Il coraggio delle donne
Da allora si usò la parola di “suffragette” per indicare in tono ironico e talvolta spregiativo le donne che reclamavano il paritario diritto di voto. Tra le prime donne a portare avanti la lotta per la parità in forme collettive e non solo individuali si ricordano i nomi di Barbara Bodichon, Helen Taylor, Emmeline Pankhurst, Millicent Fawcett. Sulle loro orme in Francia e Inghilterra, in Italia e in tanti altri Paesi seguirono folte avanguardie di altre donne coraggiose, conosciute o anonime. Tutte importanti per una battaglia che procede lentamente e in alternanza tra progressi e regressi. Neppure nelle democrazie avanzate è risolta del tutto la questione della piena liberazione delle donne, né può dirsi acquisita la nuova coscienza senza adeguati processi educativi.
Un dovere morale
La militanza tra le suffragette e la coscienza delle donne per il diritto di voto registra alti e bassi. “Ci sono gradi diversi di militanza – scriveva la Pankhurst nel 1913 a un’amica invitando alla militanza per leggi appropriate sul diritto di voto – Alcune donne sono in grado d’andare oltre rispetto ad altre, e ogni donna è la giudice del proprio dovere a questo riguardo. Tuttavia, essere militanti, in un modo o nell’altro, è un dovere morale. È un dovere che ogni donna deve alla propria coscienza e al rispetto di se stessa, ad altre donne meno fortunate e a tutte quelle che verranno dopo di lei”.

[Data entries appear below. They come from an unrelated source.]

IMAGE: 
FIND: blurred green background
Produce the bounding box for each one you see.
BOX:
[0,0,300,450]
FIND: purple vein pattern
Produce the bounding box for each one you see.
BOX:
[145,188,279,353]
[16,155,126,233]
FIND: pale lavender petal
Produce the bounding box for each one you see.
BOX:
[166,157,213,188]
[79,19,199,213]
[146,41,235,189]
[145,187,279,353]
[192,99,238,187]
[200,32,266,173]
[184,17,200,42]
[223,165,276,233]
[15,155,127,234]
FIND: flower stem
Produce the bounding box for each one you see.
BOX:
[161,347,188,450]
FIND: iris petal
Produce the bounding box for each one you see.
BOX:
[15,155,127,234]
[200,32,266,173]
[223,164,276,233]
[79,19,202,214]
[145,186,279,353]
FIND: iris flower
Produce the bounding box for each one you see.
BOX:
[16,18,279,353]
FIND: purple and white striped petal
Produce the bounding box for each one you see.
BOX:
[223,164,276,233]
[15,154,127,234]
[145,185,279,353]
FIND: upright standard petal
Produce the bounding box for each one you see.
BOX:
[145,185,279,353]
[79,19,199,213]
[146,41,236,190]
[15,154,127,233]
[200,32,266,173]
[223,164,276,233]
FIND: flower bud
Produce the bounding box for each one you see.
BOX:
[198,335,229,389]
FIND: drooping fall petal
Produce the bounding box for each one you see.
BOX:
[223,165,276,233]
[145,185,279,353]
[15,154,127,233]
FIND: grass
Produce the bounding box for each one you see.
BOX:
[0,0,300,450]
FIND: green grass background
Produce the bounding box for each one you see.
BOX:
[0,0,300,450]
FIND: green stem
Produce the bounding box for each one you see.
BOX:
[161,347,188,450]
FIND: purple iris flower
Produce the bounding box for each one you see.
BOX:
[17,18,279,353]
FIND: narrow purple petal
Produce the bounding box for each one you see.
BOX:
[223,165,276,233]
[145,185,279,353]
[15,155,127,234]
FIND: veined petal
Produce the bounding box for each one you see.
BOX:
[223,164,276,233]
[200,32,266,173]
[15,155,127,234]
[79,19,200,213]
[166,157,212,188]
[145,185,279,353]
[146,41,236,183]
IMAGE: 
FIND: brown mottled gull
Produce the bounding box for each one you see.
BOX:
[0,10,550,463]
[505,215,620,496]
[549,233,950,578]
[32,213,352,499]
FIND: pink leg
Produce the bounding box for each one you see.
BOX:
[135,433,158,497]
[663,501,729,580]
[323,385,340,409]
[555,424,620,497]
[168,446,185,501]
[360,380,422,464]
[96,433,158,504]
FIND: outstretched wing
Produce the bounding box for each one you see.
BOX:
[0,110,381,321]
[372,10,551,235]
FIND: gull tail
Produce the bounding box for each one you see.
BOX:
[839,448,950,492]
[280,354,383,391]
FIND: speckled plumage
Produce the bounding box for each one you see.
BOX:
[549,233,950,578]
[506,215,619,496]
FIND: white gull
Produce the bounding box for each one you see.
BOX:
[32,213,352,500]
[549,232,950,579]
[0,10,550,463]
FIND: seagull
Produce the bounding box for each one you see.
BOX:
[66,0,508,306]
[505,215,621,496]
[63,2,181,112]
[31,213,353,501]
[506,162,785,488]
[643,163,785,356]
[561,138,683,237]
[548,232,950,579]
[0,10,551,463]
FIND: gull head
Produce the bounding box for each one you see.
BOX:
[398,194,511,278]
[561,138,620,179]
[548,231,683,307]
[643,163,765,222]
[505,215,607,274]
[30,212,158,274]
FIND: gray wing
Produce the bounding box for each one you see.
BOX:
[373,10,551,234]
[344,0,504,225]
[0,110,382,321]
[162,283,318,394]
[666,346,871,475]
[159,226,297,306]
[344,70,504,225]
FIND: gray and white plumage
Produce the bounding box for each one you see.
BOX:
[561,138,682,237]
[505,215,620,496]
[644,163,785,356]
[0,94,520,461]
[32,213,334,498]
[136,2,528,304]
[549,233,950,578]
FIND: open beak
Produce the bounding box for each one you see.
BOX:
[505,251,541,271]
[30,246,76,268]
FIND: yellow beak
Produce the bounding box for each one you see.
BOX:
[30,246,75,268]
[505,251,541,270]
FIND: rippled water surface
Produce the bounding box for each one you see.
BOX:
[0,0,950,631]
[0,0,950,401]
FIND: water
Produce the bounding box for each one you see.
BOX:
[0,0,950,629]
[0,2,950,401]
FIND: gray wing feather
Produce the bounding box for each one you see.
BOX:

Oltre le barriere insensate
“Mia cara signora, sono molto impaziente di conversare con voi sulla possibilità di portare immediatamente al voto le donne. Non mi piacerebbe avviare una petizione o fare qualche passo senza sapere che cosa” scriveva nel 1866 la Bodichon a Helen Taylor che rispose: “È altamente auspicabile che le donne che desiderano il diritto di voto politico lo dicano, e le donne che non lo dicono adesso fanno un torto a se stesse per il futuro e ritarderanno l’ottenimento del diritto di voto…”. Essere suffragette comportò molte fatiche, arresti e carcerazioni. Ma non vennero meno su un punto di un ideale più ampio. “Con la nostra campagna suffragista – scriveva Mary Richardson – volevamo ottenere molto di più del voto per le donne. Eravamo donne in rivolta, guidate e finanziate dalle donne. Inaugurammo una nuova era per le donne e dimostrammo per la prima volta nella storia che le donne erano in grado di combattere le proprie battaglie per il bene della libertà. Stavamo combattendo tutte le barriere insensate che erano la maledizione del nostro sesso, facendo esplodere le teorie e le idee degli uomini su di noi”.